The judge said the ministry broke equal access rules by letting members of parliament jump the queue and receive vaccines before people such as George El Hajj, who is part of a priority group.
Lawyers said the lawsuit is a “reminder for politicians to be more respectful of human rights”.
Mr El Hajj is chronically ill and requires permanent medical care.
He had been waiting his turn to be vaccinated with others in priority groups since the first batch of Covid vaccines arrived in Lebanon on February 14, but has yet to receive an appointment.
Like many others, his turn was pushed back as a result of favouritism in Lebanon's national vaccination programme.
His son, lawyer Fadi El Hajj, decided to file a suit to protect his father.
“When I saw my dad’s health condition and I heard about people being vaccinated outside the government platform, I couldn’t stay quiet,” Fadi El Hajj said.
He filed a lawsuit against the Ministry of Health in the Court of Urgent Matters, where Judge Carla Chawah ruled in favour of the family, demanding that George El Hajj be vaccinated within 48 hours.
If the ministry fails to administer the vaccine to Mr El Hajj, it will be fined 10 million Lebanese pounds (about $6,600 at the official exchange rate) for each day of delay.
In her ruling, Ms Chawah said the state breached the national vaccine distribution plan by inoculating 11 members of parliament last week, several of whom were under 75 years of age.

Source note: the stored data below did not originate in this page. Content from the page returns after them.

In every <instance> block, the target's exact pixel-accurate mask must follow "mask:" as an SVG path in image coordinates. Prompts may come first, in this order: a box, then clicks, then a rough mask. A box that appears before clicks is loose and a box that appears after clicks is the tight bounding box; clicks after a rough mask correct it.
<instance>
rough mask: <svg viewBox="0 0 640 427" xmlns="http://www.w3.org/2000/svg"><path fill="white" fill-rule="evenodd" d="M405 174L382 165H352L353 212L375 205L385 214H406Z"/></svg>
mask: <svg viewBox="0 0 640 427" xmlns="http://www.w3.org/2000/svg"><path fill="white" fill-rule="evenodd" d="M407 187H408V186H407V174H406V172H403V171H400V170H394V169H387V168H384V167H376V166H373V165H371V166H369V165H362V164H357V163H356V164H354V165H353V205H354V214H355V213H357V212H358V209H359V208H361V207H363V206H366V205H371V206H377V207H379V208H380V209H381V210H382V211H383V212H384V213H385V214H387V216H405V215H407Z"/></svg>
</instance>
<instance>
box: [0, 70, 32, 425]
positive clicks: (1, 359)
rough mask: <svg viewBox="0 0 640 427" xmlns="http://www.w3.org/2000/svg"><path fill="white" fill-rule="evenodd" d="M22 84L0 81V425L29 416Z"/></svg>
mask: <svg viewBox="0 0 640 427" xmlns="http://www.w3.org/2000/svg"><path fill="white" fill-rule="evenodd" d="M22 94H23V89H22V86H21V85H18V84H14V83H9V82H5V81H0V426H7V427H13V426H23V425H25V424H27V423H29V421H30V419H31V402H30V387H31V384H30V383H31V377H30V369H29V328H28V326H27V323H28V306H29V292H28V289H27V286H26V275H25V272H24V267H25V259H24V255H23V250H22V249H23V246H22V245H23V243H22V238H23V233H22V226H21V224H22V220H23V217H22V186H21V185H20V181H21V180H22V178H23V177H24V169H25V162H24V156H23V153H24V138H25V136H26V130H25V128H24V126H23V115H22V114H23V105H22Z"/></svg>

By jumping the queue, the politicians broke “the principle of equality” and infringed on Mr El Hajj’s rights, the court ruling read.
The ministry on Thursday morning condemned the decision, describing it as illegal.
The ministry said there was “no breach of the concerned party’s rights as he will be vaccinated sooner or later”.
"We're all going to be vaccinated sooner or later," Fadi El Hajj told The National.
“But if it’s my right to get there sooner, why would I keep waiting while they take my spot?”
The ministry rejected the judge's ruling based on "the principle of separation of powers", especially as "it comes from a civil court rather than an administrative one".
Nizar Saghieh, a lawyer and founder of local NGO Legal Agenda, said the ministry’s rebuttal was alarming.
"They're misusing the principle of separation of powers," Mr Saghieh told The National. "It exists to make administrations responsible and accountable in front of the judiciary.
“It means we can put an end to the abuse of power, not give them impunity.”
Mr Saghieh praised the judge for protecting the right of citizens to be vaccinated and said that politicians were given an advantage by being inoculated earlier.
“This is a lesson for them that people’s rights matter and that accountability is the way forward,” he said.